I think there's a valid point there, though. Anarchy, as we envision it, is as much a thing of institutions as it is of the actual absence of the state. The most honest way to say it is probably: "In the absence of established institutions, this is how anarchy begins."

It's an important reminder in that respect. An honest anarchist must either put building the institutions first and smashing the state second, or else must be willing to conscience a bloody smash-and-grab interval between state and anarchy.

It's too easy to forget that anarchy, like the state, is a thing that must be built.


William J. Stepp - 8/31/2005

Exactly, it's not a test case in which anarchy fails. And it's not like the state is working all that well either. Are the cops protecting the property of the shops that are being looted? Are the traffic lights and the rest of the government infrastructure working?
Perhaps an analogy would be an anti-scientific Luddite who claims that a scientific experiement can't work in the wake of an earthquake that destroys the lab in which it's being carried out.

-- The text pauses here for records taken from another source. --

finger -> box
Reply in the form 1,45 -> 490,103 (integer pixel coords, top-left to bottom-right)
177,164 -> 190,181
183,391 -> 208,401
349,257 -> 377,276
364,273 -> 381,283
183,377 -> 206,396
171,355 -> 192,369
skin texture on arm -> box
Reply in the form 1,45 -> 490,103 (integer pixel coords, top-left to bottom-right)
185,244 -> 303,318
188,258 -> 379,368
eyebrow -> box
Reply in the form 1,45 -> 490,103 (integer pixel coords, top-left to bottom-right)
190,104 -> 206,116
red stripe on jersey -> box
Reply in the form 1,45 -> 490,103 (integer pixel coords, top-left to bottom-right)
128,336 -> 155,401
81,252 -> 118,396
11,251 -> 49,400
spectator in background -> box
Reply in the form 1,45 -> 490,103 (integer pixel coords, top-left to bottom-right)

Under normal conditions, the experiment might well work and could at least be tried.


Roderick T. Long - 8/31/2005

I just know someone out there is eventually going to say "See? This is what anarchy is really like, that's why we need the state."

It'll be a bad argument, of course. The anarchist claim is that voluntary institutions can supply order in the absence of the state. A catastrophe that smashes the entire institutional infrastructure is not exactly a test case of anarchy.


Sudha Shenoy - 8/31/2005

Police as well as people looted shops. But police by themselves could've done nothing. If people acted on this rule _universally_, then any exchange -- division of labour, specialisation -- would be possible only in the narrowest, face-to-face situations. This would be a gradual reversal to earlier kinds of circumstances. Conversely, since the US in the late 20th century does in fact exhibit an extremely minute specialisation, this means that people do not, as a general rule, loot property.